Disappointed Expectations
Two weeks ago, the precinct began Operation Chariot, an extension of Mr. Bratton's strategy to reduce disorder and improve the quality of life . Using noise meters, patrol officers have seized more than 75 cars from drivers who played their radios over 80 decibels.
Noise may seem the least of the precinct's problems, given that northwest Harlem is one of the country's prime wholesale cocaine centers. But Inspector Sweeney hopes that car searches will lead to the confiscation of drugs and guns.
So far, precinct supervisors readily concede, neither the burglary nor the noise strategy has panned out as well as expected. And, after a short-lived decline in reported felony offenses, reported crime in the 30th Precinct is on the rise again this summer, even though arrests are also up.

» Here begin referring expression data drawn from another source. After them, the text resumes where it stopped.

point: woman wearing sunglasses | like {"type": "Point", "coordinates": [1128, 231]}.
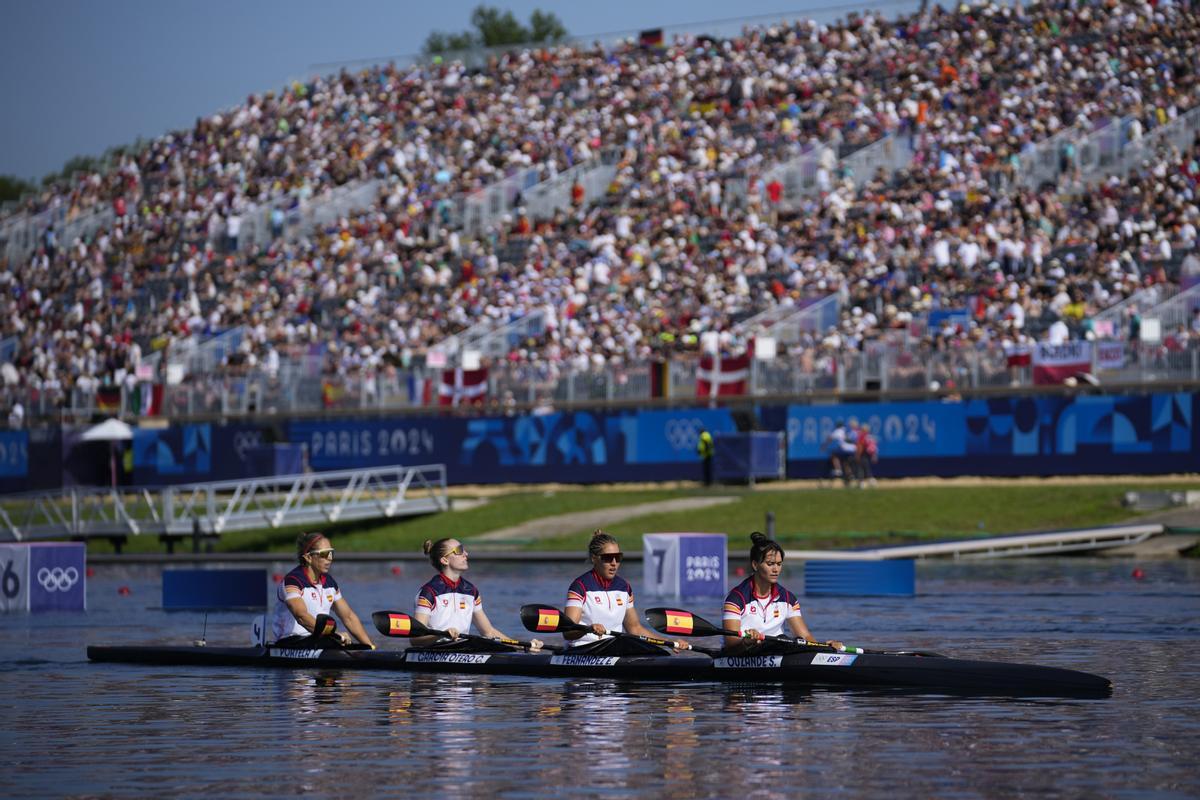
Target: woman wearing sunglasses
{"type": "Point", "coordinates": [604, 601]}
{"type": "Point", "coordinates": [448, 601]}
{"type": "Point", "coordinates": [309, 591]}
{"type": "Point", "coordinates": [760, 607]}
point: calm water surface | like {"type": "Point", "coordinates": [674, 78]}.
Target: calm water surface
{"type": "Point", "coordinates": [76, 728]}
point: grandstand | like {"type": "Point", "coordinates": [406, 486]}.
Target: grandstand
{"type": "Point", "coordinates": [955, 185]}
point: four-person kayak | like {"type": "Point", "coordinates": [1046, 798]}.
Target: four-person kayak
{"type": "Point", "coordinates": [815, 668]}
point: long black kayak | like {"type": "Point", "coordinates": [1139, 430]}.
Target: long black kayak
{"type": "Point", "coordinates": [810, 668]}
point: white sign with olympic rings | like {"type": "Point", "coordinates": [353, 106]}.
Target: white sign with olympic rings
{"type": "Point", "coordinates": [57, 578]}
{"type": "Point", "coordinates": [43, 576]}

Inspector Sweeney's most effective program may be one to enlist landlords and building owners to sign affidavits asking for the police to crack down on trespassers as a way of curbing drug sales in apartment buildings and giving officers rosters of tenants.

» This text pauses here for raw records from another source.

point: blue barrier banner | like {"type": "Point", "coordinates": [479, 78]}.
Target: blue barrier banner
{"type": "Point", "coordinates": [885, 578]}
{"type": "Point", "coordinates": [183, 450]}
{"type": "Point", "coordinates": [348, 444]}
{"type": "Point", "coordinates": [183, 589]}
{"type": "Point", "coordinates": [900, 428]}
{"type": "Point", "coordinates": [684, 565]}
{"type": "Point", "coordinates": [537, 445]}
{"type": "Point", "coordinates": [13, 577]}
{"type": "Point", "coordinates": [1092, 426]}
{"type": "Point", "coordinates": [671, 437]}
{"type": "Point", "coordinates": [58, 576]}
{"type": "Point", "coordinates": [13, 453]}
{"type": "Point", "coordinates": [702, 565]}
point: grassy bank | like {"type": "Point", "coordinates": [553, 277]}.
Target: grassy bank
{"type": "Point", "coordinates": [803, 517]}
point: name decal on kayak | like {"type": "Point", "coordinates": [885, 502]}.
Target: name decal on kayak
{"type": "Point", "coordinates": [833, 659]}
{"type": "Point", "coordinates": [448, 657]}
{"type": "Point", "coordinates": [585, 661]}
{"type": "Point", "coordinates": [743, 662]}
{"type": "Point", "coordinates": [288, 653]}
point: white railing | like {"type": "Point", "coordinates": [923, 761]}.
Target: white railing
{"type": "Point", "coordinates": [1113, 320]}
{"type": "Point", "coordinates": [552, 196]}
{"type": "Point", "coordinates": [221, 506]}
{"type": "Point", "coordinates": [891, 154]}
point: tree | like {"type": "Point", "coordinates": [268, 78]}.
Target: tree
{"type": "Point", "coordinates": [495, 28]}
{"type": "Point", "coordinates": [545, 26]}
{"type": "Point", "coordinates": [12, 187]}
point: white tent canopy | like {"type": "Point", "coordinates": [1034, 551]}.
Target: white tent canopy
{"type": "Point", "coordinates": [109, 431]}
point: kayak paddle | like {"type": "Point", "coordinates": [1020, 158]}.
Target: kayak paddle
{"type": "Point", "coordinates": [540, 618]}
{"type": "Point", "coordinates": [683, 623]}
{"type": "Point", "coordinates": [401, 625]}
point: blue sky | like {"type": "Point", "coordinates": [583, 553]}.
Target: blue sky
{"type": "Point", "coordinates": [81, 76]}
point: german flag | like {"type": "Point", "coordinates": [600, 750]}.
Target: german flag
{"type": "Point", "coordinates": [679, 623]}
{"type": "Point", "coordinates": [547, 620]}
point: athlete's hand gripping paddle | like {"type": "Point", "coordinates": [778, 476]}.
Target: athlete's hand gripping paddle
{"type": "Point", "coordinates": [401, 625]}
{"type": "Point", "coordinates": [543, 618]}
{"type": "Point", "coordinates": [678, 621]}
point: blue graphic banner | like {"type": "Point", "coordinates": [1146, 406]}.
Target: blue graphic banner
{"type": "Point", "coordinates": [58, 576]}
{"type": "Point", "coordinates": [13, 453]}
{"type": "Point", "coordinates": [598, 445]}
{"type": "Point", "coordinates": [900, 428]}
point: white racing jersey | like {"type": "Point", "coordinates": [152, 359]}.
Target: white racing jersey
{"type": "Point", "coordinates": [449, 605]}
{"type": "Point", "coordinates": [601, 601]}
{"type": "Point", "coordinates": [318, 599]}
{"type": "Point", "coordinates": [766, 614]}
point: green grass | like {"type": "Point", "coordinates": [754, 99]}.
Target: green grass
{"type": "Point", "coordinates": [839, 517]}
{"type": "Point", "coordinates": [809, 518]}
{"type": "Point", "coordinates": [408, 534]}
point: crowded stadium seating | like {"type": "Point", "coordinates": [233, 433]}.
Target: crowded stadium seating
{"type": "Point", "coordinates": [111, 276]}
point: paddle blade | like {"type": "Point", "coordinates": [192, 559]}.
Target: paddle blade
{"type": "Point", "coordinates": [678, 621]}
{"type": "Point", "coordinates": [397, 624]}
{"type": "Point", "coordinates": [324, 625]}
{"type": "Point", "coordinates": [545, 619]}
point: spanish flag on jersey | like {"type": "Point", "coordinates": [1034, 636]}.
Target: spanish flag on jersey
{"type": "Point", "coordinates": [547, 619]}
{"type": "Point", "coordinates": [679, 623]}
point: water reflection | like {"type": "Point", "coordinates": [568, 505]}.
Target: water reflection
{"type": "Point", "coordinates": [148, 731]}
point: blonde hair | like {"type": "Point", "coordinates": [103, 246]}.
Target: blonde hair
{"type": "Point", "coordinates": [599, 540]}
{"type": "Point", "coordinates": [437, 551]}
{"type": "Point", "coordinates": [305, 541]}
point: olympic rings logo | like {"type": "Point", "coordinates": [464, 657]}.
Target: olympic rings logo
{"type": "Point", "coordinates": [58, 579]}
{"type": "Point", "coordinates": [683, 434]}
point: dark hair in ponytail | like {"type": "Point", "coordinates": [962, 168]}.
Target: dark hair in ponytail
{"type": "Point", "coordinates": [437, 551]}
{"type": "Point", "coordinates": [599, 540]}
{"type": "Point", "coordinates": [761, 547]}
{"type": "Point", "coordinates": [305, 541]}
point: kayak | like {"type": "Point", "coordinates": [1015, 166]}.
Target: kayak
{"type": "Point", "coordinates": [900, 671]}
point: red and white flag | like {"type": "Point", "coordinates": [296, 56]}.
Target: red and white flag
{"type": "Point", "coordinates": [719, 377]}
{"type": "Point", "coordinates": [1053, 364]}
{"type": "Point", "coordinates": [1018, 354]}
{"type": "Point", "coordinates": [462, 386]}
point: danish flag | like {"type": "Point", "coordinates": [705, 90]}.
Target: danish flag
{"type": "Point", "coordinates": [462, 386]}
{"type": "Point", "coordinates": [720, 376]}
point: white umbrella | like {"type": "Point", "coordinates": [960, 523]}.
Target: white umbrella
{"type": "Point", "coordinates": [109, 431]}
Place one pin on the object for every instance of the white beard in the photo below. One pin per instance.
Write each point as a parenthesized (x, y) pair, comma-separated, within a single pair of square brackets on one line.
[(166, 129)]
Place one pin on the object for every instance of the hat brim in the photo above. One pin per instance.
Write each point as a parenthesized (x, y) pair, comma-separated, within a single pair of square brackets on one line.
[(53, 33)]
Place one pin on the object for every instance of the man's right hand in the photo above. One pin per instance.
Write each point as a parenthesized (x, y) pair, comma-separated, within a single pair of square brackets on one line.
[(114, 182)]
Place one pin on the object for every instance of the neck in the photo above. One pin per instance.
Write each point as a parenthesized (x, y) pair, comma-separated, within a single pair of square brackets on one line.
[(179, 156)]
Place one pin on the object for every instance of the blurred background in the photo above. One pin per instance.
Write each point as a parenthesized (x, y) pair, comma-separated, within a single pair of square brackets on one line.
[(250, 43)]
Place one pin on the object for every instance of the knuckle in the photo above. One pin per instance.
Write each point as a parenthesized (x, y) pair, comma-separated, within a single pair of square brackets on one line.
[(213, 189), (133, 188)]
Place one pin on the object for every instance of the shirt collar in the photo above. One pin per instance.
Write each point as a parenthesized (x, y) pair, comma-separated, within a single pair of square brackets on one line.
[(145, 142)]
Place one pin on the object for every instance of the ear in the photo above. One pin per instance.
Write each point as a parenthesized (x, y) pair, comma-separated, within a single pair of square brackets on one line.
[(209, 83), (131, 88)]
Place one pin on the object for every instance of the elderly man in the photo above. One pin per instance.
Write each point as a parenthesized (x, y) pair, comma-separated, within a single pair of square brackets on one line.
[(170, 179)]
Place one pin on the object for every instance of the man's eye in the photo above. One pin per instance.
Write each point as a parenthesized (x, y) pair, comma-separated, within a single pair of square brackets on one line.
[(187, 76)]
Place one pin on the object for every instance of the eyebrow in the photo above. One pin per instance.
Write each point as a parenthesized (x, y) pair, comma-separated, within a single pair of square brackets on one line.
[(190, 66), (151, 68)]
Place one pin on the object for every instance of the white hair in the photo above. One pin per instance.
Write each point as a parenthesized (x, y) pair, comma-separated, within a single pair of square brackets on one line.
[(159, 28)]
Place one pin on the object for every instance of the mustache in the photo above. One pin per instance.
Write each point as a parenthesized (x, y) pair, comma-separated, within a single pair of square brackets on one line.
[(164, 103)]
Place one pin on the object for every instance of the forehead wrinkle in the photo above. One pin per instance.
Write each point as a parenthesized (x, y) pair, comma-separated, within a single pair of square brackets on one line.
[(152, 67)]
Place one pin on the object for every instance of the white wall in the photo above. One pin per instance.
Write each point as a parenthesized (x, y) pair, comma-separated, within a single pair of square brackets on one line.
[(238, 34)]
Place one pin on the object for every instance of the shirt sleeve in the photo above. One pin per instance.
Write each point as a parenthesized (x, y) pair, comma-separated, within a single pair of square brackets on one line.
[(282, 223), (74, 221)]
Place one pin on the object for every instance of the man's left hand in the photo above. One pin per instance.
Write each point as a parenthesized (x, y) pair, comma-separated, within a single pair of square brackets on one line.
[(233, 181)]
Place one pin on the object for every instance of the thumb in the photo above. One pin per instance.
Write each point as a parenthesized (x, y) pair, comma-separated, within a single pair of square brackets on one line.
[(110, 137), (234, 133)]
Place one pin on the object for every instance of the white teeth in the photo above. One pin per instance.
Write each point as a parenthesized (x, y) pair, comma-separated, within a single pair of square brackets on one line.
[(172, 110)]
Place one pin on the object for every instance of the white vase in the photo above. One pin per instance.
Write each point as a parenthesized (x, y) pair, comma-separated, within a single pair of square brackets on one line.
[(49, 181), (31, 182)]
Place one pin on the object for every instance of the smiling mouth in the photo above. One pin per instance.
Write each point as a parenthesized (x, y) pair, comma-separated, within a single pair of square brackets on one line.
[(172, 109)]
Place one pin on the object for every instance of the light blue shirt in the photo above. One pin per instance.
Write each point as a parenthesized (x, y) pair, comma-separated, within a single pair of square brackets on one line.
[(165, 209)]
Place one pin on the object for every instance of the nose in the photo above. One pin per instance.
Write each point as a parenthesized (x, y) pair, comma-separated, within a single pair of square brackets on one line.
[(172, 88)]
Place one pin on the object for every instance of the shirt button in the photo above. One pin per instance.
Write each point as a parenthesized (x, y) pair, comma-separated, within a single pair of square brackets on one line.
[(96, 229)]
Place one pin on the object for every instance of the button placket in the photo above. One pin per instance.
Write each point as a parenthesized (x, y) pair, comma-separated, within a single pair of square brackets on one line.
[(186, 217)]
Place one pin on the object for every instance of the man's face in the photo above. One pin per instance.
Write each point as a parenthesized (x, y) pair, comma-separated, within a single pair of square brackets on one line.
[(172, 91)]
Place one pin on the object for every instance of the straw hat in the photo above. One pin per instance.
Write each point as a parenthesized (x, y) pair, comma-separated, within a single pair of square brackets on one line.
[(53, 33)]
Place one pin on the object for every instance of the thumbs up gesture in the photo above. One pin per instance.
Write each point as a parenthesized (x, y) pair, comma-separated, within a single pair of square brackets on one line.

Undercover police officers with binoculars watch suspects come and go, then radio to narcotics officers to stop them. When suspects cannot prove that they live in a building or are visiting a tenant, they are arrested for trespassing and searched. They are typically found to have small amounts of cocaine.
At the station house, the suspects are questioned and offered deals in return for information on drug trafficking or other crimes.
Still, two days with Inspector Sweeney this week showed how far he has to go to reach his goal of turning around the precinct he calls "the coke capital of the Western Hemisphere."
Most of Tuesday, he attended to plans for National Night Out, the annual effort to bring people and police officers into the streets together. He led a community march through the neighborhood that ended with a rally at Riverbank State Park.
Like a politician working the crowd, he courted good will, in one instance helping some boys get free passes to a roller-skating pavilion. But he left quickly after hearing a radio call about shots fired on Broadway at 152d Street in what sounded at first like a drug-related shooting.
A motorcycle rider had fired a pistol at a man standing in the doorway of a clothing store and then sped away. As he was driven to the scene, the inspector worried. "You don't want a crowd gathering, saying, 'Why not take him to the hospital?' " he said. "Then, the bottles come from the back of the crowd."
After learning that the rider had sped away, that no one had been hit by gunfire, and that the intended victim, wounded by flying glass, had been taken care of, Inspector Sweeney returned to the park for a cold hamburger.
Nightly Gunshots
Wednesday was a day of meetings. In one session, with a couple complaining of drug dealing on their block, he was delighted to hear that precinct telephone operators had become more polite and responsive. In another, he listened to six women who live near the intersection of Amsterdam Avenue and 140th Street complain of nightly gunshots and drug dealers so brazen that people could not pick tomatoes from their community garden in peace.
"Within a few months," Inspector Sweeney promised, "you'll see some improvement."
Outside the station house that day, he noticed an angry crowd on Broadway surrounding officers confiscating a red Chevrolet Blazer, its speakers blaring rap.
"That's our culture!" one man cried out. "Nobody ever died of loud music. And they are all white too!" As officers separated the loudest complainers from the rest of the crowd, Inspector Sweeney folded his arms and shook his head.
"You can't please all of the people all of the time," he said. Gradually, the crowd broke up, and he return to his desk and a pile of paperwork.